Service requirements for ROTC programs vary, but all require students to complete military training on campus and commit to up to 12 years, depending on the branch of service. Students leave with training, a guaranteed job and opportunities for more free education.

AmeriCorps, a national service organization that offers education awards in exchange for community work, provides an award of up to $5,730 for each full year of service. Maximum years of service vary among AmeriCorps programs. Members also receive a living stipend while serving in the program.

3. Work for the school
Schools charge students tuition, but their employees often can get a free education. “This is a great option, especially for older students with job experience,” says Reyna Gobel, author of “CliffsNotes Graduation Debt.” “If you’re 18, you might not qualify for a job that provides (tuition) benefits.”

Schools typically provide benefits for full-time workers and sometimes require a certain level of experience, Gobel says. Future students can find out about their school’s policy by calling the admissions office.

4. Waive your costs
Some students can get a free pass based on academic performance or other factors.

The North American Council on Adoptable Children in St. Paul, Minnesota, reports that Connecticut, Kentucky, Virginia, Maine, Massachusetts, Texas, Florida and Maryland offer waivers at certain public schools for adopted and foster care children.

Other schools offer waivers for Native American students, senior citizens and dislocated workers. To find out what your school offers, call the financial aid office.

5. Become an apprentice
An apprenticeship is another solid option when you’re determining how to get free tuition. They can also open you up to job opportunities post-college.

Overall, your average apprenticeship program will take 1-6 years. You will probably be required to put in that time along with at least 2,000 hours of field work annually. The good news is that there are apprenticeships in more than 1,000 occupations, which can give you more options.

In exchange, the sponsoring employer pays for college or technical training and provides a salary. A list of available programs is available at the ApprenticeshipUSA website.

6. Have your employer pick up the costs
Another way you might receive a free college education is through your employer. Often given in the form of an employee reimbursement, there are plenty of employers that can help curb the cost of higher education.

7. Be in demand
Another great way to find out how to go to college for free is to determine if your field of study is “high-needs.” Will your studies result in a career that’s high in demand? Ask yourself this before you even enroll if you’re trying to cut the cost of college.

Generally, schools will offer incentives to anyone focusing their studies on math, science, nursing, teaching, and social work. There are also additional opportunities available through organizations like Teach for America, the Nurse Corps Loan Repayment Program and the National Institutes of Health.

The nursing program at the University of Portland in Oregon has offered scholarships covering approximately 80% of the final 2 years of undergraduate study, if students sign a 3-year employment contract with the local health system, Fabriquer says. “There are similar programs in (high-needs) fields across the country,” he adds.

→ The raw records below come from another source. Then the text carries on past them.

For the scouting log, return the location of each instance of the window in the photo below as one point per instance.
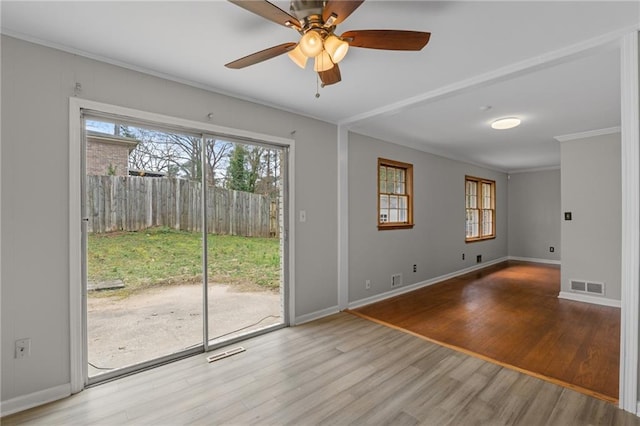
(395, 194)
(480, 204)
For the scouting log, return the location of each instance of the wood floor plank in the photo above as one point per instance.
(511, 313)
(379, 375)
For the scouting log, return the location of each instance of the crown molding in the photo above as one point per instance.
(588, 134)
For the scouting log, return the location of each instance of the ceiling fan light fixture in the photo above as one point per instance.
(323, 62)
(336, 48)
(311, 44)
(298, 58)
(506, 123)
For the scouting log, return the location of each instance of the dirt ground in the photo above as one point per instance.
(168, 319)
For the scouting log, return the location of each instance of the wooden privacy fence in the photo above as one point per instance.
(132, 203)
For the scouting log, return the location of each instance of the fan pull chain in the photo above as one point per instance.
(317, 85)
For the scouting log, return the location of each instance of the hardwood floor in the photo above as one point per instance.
(510, 313)
(339, 370)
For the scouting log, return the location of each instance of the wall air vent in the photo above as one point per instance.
(587, 287)
(595, 288)
(578, 286)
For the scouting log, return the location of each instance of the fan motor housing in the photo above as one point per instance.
(301, 9)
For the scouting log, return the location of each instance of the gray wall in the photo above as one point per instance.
(534, 215)
(436, 242)
(36, 85)
(591, 191)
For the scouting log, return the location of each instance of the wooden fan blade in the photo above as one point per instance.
(387, 39)
(268, 11)
(341, 8)
(262, 55)
(331, 76)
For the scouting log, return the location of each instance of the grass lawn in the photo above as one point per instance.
(163, 256)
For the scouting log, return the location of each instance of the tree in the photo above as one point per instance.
(237, 174)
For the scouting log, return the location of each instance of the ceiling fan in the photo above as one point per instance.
(316, 21)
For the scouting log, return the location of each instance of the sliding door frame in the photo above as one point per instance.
(77, 294)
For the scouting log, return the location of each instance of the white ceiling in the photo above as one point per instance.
(554, 64)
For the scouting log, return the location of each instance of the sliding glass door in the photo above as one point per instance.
(183, 236)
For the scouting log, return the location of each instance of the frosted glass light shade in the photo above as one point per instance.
(298, 57)
(505, 123)
(311, 44)
(336, 48)
(323, 62)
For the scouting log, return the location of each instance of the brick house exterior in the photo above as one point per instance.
(108, 154)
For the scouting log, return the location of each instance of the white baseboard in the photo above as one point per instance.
(31, 400)
(589, 299)
(412, 287)
(316, 315)
(535, 260)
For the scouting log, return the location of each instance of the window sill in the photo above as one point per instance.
(384, 227)
(475, 240)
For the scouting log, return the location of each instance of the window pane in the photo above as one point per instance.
(402, 202)
(471, 195)
(487, 223)
(486, 196)
(402, 215)
(472, 228)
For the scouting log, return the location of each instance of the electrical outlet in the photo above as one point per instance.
(23, 348)
(396, 280)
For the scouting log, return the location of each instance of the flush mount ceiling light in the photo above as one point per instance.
(505, 123)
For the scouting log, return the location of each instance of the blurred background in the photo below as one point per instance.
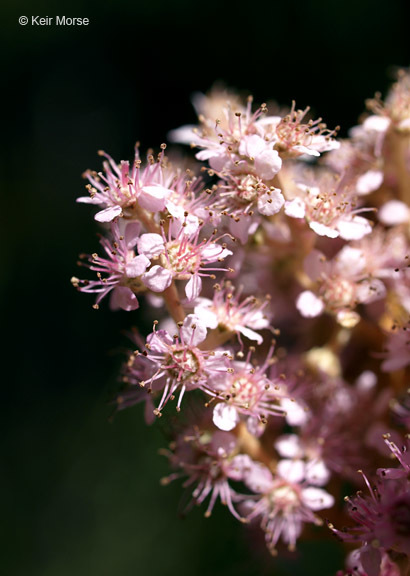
(80, 491)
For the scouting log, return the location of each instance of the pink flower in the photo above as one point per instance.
(329, 211)
(382, 521)
(177, 363)
(296, 137)
(227, 312)
(340, 284)
(122, 186)
(182, 257)
(246, 390)
(209, 460)
(286, 501)
(120, 272)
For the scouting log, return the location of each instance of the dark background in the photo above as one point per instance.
(80, 495)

8. Choose a school that pays you
Last on our list of ways on how to get free tuition, and probably the riskiest. There are, indeed, schools that will pay you to focus your studies in a single subject (which they dictate). Schools such as the Webb Institute and the Curtis Institute of Music offer a select range of academic programs and pick up the tuition cost for every student. Just think long and hard about your decision before you commit to this course.